- Born: 6 April 1935
- Died: June 21, 2007 (aged 72)
- Occupation: Author
- Genre: Children's Literature

= Douglas Hill =

Canadian science fiction author, editor and reviewer

Douglas Arthur Hill (6 April 1935 – 21 June 2007) was a Canadian science fiction author, editor and reviewer. He was born in Brandon, Manitoba, the son of a railroad engineer, and was raised in Prince Albert, Saskatchewan.

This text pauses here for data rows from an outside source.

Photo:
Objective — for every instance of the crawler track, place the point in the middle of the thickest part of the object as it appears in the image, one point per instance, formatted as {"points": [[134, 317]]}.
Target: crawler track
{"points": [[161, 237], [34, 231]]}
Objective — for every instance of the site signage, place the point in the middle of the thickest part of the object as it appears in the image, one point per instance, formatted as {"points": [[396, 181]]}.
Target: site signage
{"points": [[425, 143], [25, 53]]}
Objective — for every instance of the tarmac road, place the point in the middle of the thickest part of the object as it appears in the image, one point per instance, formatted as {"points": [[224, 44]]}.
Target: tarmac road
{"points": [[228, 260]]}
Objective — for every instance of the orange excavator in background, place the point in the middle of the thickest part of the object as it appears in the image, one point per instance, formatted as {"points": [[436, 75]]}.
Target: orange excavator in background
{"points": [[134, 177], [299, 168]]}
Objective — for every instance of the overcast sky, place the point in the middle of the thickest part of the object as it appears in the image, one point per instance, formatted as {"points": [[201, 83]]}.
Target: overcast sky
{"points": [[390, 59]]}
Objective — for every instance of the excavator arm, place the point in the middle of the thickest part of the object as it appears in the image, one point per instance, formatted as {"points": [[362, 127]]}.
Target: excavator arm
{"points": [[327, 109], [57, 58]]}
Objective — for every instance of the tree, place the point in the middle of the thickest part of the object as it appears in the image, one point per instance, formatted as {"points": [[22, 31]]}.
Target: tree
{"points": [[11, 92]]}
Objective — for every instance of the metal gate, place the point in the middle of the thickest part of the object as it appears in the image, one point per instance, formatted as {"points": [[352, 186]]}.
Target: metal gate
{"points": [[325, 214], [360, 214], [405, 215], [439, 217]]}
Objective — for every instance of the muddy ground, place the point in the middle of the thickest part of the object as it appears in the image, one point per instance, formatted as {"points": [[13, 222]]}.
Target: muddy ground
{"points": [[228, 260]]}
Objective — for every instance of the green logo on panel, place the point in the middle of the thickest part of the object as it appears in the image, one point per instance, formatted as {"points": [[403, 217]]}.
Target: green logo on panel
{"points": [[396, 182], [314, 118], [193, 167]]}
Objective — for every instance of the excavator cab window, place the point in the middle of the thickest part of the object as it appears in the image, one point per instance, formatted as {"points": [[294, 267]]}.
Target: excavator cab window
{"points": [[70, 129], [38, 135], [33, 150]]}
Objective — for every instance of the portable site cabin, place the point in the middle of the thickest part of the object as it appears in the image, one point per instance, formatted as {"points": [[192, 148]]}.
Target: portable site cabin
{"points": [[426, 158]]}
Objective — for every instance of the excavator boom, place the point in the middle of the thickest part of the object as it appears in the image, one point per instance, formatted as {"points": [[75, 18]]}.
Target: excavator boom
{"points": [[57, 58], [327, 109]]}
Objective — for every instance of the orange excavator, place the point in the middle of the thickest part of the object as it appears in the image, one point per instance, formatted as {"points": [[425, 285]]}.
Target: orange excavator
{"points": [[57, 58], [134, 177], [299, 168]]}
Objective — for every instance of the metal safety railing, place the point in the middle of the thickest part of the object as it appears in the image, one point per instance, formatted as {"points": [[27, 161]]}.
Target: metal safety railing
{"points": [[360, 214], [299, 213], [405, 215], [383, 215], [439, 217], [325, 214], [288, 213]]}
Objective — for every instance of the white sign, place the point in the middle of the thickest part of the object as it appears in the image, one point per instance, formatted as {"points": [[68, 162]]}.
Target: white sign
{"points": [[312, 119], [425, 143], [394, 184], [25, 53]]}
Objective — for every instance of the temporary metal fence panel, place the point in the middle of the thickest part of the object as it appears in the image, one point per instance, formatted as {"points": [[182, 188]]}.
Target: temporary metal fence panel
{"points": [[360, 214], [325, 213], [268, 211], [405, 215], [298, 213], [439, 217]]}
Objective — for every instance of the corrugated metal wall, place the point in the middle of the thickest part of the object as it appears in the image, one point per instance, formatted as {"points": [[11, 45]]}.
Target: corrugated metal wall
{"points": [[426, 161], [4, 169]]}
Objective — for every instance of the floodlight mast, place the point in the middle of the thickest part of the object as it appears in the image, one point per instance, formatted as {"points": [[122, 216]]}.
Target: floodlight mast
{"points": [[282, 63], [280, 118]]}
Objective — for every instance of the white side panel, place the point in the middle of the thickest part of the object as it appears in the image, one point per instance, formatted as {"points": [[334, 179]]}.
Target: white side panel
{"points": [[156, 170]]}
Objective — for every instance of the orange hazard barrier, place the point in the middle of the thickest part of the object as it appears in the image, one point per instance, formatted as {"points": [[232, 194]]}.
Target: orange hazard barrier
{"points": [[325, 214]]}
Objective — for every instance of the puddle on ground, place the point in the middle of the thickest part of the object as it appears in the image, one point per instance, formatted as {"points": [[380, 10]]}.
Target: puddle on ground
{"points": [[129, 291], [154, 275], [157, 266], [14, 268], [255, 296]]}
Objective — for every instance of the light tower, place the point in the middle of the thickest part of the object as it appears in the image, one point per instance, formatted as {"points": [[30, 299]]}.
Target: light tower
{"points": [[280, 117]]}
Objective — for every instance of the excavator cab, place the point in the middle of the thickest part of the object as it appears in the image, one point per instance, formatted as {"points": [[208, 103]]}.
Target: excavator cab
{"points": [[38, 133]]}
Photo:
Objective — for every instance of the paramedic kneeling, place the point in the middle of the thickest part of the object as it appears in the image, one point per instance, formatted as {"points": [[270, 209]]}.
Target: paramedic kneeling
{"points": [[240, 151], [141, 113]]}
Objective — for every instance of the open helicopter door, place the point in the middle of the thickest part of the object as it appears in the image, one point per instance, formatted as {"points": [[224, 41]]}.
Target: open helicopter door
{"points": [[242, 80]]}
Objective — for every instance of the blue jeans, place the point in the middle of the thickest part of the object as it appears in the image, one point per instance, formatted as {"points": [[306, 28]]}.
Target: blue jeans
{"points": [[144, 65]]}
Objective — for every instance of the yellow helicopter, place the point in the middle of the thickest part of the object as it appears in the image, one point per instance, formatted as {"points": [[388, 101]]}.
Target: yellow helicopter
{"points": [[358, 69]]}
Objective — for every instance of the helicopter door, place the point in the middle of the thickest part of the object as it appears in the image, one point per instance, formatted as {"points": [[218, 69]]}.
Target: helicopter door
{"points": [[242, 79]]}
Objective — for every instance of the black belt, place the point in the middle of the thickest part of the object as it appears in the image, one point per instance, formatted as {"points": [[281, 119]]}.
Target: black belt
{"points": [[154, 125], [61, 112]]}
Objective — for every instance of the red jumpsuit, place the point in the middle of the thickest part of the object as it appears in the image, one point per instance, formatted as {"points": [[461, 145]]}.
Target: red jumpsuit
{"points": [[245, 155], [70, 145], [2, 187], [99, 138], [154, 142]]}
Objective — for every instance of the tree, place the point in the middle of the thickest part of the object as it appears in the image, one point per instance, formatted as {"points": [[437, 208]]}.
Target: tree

An avid science fiction reader from an early age, he studied English at the University of Saskatchewan (where he earned an Honours B.A. in 1957) and at the University of Toronto. He married fellow writer and U of S alumna Gail Robinson in 1958; they moved to Britain in 1959, where he worked as a freelance writer and editor for Aldus Books. In 1967–1968, he served as assistant editor of the controversial New Worlds science fiction magazine under Michael Moorcock.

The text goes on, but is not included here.